Paola Mello Donice Profile picture
Analista de ações, sócia da GTI.

Sep 28, 2020, 15 tweets

1/15 - Me chamou a atenção hoje saber que 60% dos empreendimentos novos vendidos pela Lopes entre Março e Agosto deste ano na capital paulista foram destinados à “investidores”.

2/15 - Já vivemos a bolha dos flats, a bolha das saletas comerciais há não muito tempo atrás, e agora parece que estamos entrando na bolha dos estúdios, que são os pequenos apartamentos residenciais, de 25-40m², destinados à locação.

3/15 - O movimento é relativamente esperado, afinal, no atual patamar atual de juros comprar ativos reais parece ser uma boa estratégia, especialmente se este ativo ainda for capaz de gerar um yield de ~6% a.a.

4/15 - Se a demanda por um determinado tipo de produto sobe no mercado, naturalmente as incorporadoras tendem a ofertar mais produtos neste segmento.

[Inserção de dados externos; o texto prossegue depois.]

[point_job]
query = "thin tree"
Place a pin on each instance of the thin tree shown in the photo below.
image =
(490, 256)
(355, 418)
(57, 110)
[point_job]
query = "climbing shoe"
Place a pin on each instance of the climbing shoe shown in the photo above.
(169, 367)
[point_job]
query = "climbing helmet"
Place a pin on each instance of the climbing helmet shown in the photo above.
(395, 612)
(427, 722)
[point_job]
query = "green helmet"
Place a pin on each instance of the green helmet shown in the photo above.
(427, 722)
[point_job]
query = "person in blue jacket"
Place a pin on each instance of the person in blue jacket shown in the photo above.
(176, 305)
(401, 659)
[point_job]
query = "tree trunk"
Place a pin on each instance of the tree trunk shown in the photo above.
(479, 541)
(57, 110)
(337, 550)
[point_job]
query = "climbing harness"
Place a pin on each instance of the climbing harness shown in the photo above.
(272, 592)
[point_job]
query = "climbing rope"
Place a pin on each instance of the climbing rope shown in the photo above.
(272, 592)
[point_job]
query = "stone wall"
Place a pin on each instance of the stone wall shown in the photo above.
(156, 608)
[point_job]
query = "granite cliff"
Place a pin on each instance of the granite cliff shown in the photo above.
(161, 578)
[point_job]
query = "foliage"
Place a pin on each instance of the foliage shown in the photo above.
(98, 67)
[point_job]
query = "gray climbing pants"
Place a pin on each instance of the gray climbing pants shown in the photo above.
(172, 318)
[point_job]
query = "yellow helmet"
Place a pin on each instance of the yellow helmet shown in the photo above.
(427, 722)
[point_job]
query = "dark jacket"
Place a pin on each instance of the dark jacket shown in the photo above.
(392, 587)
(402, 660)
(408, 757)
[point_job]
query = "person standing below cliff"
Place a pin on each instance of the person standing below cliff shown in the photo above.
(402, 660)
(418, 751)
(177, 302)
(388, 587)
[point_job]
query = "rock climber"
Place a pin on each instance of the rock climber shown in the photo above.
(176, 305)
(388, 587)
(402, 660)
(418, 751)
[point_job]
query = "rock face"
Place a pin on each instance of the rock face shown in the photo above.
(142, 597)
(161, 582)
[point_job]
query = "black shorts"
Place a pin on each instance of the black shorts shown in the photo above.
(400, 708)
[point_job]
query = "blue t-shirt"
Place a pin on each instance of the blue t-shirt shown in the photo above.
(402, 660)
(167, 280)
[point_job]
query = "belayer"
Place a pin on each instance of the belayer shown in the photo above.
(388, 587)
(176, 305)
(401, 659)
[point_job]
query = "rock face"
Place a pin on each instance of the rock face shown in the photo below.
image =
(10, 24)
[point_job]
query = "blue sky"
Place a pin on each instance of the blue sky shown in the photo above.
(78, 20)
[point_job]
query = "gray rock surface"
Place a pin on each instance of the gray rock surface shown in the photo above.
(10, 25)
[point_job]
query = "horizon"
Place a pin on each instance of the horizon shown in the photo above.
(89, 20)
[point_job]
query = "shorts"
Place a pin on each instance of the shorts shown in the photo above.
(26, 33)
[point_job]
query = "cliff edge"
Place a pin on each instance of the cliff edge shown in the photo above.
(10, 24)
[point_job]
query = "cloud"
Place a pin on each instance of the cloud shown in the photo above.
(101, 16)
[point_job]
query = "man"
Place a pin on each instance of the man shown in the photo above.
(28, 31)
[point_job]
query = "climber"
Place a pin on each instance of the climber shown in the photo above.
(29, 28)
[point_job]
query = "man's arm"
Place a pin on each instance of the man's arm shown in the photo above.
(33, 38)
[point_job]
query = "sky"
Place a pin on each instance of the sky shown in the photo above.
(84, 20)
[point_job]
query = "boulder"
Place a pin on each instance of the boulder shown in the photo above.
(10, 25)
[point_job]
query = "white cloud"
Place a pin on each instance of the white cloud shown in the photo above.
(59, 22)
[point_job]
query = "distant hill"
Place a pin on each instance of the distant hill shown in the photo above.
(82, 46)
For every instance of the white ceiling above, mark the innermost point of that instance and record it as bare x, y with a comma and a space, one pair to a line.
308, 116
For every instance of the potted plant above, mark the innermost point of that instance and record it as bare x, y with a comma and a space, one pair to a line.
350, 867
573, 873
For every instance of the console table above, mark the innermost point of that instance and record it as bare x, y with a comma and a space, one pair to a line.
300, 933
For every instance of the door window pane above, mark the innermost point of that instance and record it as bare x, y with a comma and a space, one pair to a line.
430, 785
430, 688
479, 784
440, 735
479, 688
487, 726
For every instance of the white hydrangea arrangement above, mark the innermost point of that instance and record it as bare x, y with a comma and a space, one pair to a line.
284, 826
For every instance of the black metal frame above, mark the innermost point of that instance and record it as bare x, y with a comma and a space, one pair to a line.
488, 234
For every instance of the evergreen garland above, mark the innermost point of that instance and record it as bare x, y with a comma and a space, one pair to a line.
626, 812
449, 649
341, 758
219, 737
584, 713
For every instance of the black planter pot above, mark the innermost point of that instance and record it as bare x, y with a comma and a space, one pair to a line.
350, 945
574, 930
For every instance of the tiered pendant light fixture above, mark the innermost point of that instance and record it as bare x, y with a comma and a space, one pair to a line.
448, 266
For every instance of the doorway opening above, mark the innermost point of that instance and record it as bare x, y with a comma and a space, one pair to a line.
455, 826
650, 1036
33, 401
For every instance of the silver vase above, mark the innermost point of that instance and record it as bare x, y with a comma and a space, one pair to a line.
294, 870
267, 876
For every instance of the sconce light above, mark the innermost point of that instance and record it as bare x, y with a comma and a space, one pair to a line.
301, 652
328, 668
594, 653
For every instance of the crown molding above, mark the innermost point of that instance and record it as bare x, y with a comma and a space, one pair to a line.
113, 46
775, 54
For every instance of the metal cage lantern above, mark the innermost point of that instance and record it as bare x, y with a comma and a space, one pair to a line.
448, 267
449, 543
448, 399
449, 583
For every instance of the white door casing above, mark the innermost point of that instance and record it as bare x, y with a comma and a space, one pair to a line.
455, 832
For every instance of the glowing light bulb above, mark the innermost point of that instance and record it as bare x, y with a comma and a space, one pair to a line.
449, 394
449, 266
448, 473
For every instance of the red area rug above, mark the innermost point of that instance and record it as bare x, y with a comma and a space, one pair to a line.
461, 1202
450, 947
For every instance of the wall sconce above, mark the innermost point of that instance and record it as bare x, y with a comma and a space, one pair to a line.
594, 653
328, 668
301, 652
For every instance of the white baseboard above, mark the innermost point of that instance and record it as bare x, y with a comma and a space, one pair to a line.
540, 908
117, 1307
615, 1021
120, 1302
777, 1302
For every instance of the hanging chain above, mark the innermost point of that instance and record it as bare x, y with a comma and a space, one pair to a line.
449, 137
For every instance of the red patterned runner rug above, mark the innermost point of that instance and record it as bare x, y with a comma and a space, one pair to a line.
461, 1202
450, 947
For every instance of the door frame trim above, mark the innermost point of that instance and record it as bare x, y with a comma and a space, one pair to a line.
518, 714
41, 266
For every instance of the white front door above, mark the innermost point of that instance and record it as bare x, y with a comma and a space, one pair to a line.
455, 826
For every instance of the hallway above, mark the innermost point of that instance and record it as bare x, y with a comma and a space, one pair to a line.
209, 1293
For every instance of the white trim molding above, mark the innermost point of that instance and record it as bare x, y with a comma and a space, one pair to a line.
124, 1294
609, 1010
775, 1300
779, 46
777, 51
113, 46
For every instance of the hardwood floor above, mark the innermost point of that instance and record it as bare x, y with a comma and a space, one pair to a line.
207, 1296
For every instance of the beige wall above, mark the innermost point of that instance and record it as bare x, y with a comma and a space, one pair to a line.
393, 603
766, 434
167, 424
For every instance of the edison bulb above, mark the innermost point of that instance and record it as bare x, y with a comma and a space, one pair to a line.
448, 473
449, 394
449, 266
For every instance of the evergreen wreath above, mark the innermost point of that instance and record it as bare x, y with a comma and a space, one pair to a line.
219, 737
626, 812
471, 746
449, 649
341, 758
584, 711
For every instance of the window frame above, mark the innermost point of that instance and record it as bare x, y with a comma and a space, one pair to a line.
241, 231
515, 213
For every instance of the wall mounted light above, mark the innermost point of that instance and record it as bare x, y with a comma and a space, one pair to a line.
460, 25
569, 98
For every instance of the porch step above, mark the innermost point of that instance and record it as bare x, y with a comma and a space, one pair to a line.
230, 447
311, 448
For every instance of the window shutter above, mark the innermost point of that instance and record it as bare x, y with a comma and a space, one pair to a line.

Desta forma, as empresas conseguem vender mais rápido, elevando seu giro de ativo, e por consequência, melhorar sua rentabilidade.

5/15 - O principal problema é que isso está acontecendo num momento em que as incorporadoras estão altamente capitalizadas, e que estes recursos foram recém levantados à valuations estratosféricos, deixando-as mais pressionadas do que nunca para entregar crescimento.

6/15 - Só neste ano já foram 6 IPOs executados no setor, e ainda temos mais umas 15 candidatas na fila. Isso explica a concentração de 60% das vendas estarem em um único segmento, onde o tomador final não é uma família que está comprando o imóvel para morar.

7/15 - Se isto persistir, teremos em breve um enorme estoque de apartamentos estúdio no mercado. Desta forma, o investidor que tinha a ideia de alugar seu estúdio à 6% a.a., vai ter que competir com mais alguns vizinhos que tiveram a mesma ideia que ele.

8/15 - Com tamanha oferta, o poder de barganha passa do locador para o inquilino, que poderá escolher tranquilamente o melhor custo benefício negociando bem a sua locação.

9/15 - Os investidores que forem mais resistentes em baixar seus yelds, ficarão com seus imóveis fechados, e depois de um tempo pagando condomínio e IPTU podem achar que esta compra não foi tão boa ideia.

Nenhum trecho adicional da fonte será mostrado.